The Catharsis of Venting
Sometimes we all feel the need to “vent” and air our frustrations to someone who will listen. Oftentimes, the goal of venting is not necessarily to find solutions, but to know someone hears and understands your frustrations.
Holding stress, anger, sadness, or anxiety inside can be emotionally draining and make anyone feel overwhelmed. Getting a chance to verbalize those feelings to someone who cares can make all the difference for someone’s ability to cope. The person who vents often gets a sense of relief or catharsis (the relief someone gets from sharing emotion) after getting some time to express themselves, especially if the source of frustration is a result of feeling unheard.
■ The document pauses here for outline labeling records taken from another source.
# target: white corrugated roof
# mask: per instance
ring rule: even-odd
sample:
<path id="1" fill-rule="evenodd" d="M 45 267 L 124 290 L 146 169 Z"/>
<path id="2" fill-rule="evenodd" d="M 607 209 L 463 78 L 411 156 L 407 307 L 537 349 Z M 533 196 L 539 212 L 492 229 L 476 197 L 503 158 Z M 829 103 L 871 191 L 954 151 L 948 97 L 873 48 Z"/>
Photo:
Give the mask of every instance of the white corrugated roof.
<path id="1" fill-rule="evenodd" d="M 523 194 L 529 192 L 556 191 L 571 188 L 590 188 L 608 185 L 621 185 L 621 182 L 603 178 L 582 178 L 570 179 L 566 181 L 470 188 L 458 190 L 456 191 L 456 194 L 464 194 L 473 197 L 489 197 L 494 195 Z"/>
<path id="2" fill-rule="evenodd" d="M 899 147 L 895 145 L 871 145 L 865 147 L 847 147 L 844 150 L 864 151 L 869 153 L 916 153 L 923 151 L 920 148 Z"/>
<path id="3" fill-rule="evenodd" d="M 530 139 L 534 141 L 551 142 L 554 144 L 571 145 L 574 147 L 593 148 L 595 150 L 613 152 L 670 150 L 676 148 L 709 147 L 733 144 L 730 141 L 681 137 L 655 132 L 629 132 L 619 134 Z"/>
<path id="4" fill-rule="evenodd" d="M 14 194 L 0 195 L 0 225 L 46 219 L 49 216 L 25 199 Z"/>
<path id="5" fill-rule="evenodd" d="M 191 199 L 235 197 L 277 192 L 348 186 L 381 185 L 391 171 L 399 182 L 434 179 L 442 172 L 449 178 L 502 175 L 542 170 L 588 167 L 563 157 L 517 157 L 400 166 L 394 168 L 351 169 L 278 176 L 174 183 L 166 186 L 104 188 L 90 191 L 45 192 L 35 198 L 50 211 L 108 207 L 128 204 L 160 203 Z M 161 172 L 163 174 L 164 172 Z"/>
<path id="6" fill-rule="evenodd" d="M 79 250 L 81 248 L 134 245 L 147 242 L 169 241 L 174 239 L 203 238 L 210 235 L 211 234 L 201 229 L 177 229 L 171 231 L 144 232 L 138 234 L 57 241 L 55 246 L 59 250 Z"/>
Everyone has their own reasons to vent: some may just want to have someone to ramble at, while others may actively seek advice and feedback. Make sure to let the person you’re talking to know how you want them to listen. For example, if you’re venting at your parent and they try to jump in and come up with solutions when you don’t want them to, it can actually make you more stressed and frustrated, and can end up affecting both of you negatively.
When venting is done in a healthy way, there are even benefits to the listener, too! For example, it gives the listener a chance to connect and offer support to the one venting, which promotes closeness and bonding. The listener can also provide insight and a unique perspective after they have had the opportunity to hear about a problem.
Expressing our emotions is healthy and everyone needs to feel like someone is listening.
If you are interested in learning more about how venting can help, click here to read more.
When do you feel like you just need to vent? How do you like the listener to respond when you’re venting? How do you feel when someone is venting to you?